We think that these resources would be better spent in building a robust mechanism for publishing useful low-level aggregate data from the National Pupil Database as open data. Publishing open data would enable new companies to easily use the aggregate data to create the kinds of services described in our answer to Question 2, reducing the workload both on those companies and Department for Education staff.

As part of the UK Anonymisation Network, the ODI would be very interested in exploring, with the Department for Education and some of the startups that we are currently incubating, how such aggregate data could be created without exposing personal information.

If the Department for Education decides to continue with the proposal to widen the purposes for which the National Pupil Database is made available, we would encourage the Department for Education to consult with the UK Anonymisation Network and explore methods of limiting the personal information that is made available to companies that make it through the approvals process.
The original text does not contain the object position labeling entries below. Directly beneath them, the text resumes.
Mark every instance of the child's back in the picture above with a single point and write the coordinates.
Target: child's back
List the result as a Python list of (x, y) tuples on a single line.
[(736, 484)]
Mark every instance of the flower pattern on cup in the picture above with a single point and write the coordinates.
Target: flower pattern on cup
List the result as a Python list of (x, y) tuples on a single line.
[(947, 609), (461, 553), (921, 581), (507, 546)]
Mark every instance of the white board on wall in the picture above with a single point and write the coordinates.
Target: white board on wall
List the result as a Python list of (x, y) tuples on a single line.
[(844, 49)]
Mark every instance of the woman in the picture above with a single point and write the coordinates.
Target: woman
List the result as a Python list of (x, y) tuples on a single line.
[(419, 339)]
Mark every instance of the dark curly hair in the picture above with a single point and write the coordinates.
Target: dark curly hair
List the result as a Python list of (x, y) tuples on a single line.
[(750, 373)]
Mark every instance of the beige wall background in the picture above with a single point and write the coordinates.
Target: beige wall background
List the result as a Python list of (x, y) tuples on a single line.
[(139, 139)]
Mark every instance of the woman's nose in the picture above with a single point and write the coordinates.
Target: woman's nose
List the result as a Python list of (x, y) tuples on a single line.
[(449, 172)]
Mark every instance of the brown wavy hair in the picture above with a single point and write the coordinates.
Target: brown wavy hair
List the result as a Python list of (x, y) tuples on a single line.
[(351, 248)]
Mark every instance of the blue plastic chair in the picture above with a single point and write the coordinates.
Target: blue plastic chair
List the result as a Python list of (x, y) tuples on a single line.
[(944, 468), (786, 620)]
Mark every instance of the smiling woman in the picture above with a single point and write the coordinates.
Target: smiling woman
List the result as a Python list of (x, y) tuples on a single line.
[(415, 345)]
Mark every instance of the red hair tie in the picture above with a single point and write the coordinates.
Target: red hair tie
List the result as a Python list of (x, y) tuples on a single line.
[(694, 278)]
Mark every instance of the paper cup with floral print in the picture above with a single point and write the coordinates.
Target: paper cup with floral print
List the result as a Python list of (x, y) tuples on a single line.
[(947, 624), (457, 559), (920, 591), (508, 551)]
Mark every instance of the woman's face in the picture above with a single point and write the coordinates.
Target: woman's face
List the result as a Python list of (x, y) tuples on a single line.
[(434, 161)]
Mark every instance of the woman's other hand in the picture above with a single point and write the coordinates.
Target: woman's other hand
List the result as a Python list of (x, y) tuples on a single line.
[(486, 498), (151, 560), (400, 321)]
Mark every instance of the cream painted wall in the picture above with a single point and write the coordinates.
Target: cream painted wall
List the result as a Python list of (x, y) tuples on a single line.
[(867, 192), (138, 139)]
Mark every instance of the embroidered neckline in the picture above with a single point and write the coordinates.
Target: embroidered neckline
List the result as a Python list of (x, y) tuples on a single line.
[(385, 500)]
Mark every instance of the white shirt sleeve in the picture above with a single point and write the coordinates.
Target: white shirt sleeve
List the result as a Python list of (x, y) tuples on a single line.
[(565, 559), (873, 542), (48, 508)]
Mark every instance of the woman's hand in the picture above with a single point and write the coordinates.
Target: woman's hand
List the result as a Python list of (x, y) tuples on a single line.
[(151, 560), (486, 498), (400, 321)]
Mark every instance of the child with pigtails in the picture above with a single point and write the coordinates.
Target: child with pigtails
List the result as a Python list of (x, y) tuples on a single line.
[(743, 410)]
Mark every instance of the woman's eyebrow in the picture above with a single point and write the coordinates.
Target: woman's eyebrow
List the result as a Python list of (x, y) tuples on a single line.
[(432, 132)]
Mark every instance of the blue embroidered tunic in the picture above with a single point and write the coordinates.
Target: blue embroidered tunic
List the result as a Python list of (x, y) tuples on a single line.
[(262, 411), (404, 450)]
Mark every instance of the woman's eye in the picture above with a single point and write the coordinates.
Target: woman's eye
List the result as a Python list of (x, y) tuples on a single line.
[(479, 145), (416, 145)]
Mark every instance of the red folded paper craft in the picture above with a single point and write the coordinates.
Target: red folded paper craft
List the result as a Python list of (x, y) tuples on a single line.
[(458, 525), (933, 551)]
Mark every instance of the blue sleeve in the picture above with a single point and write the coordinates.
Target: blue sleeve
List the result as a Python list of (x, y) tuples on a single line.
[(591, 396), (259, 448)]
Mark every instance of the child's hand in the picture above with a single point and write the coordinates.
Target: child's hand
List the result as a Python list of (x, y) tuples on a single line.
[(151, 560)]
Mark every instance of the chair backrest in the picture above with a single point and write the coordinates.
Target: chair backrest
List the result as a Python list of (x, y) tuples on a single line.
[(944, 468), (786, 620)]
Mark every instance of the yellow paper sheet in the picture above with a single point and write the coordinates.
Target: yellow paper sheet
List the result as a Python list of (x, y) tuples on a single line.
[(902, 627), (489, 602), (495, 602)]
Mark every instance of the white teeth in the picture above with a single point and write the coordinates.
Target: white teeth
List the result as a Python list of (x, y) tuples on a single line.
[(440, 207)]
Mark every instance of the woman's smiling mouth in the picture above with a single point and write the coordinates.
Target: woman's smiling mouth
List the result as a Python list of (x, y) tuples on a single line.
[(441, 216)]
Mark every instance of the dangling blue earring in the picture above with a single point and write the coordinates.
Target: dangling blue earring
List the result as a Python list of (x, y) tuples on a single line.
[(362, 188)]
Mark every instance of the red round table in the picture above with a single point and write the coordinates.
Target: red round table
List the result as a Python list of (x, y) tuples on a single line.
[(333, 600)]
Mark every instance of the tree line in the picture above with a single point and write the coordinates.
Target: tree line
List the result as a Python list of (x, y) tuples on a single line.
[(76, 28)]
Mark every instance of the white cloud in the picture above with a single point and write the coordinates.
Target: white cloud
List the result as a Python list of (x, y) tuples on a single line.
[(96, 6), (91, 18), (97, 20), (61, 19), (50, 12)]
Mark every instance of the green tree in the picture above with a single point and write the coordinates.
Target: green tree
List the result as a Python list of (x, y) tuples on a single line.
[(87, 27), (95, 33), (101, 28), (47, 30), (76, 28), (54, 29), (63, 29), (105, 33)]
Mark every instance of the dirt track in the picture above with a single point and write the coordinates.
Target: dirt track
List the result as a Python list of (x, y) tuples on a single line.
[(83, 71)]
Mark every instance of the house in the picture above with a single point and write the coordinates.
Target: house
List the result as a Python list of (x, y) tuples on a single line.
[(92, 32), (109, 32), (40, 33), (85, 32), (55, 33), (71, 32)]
The Department for Education should make available as open data the details of who has access to information from the National Pupil Database, which information they have access to, and for what purposes.

The Department for Education should seek the consent of the children and young people whose details are made available (or their parents), for the new uses to which the data will be put. This consent should be granted for the widened use of the data, particularly with an increase of scope to commercial purposes (previous consent for the purpose of research should not be taken as implied consent). Consent should be sought for all those affected, not just the current cohort of school and nursery children.

It is unlikely that companies will be interested in all the data held by the National Pupil Database; to limit exposure, the Department for Education should continue to only make available to companies the information that they need (which may involve subsetting the data to particular records and/or only releasing requested fields for those records)

5. Please let us have your views on responding to this consultation (e.g. the number and type of questions, whether it was easy to find, understand, complete etc.).

The ODI is extremely grateful for the opportunity to respond to this consultation, and thanks the Department for Education for alerting us to it. We would encourage future consultations to enable responses through a web form, to facilitate the submission of responses through third-party websites and the capture of those responses. We would also encourage the republication of consultation responses as open data (subject to permission from the responder).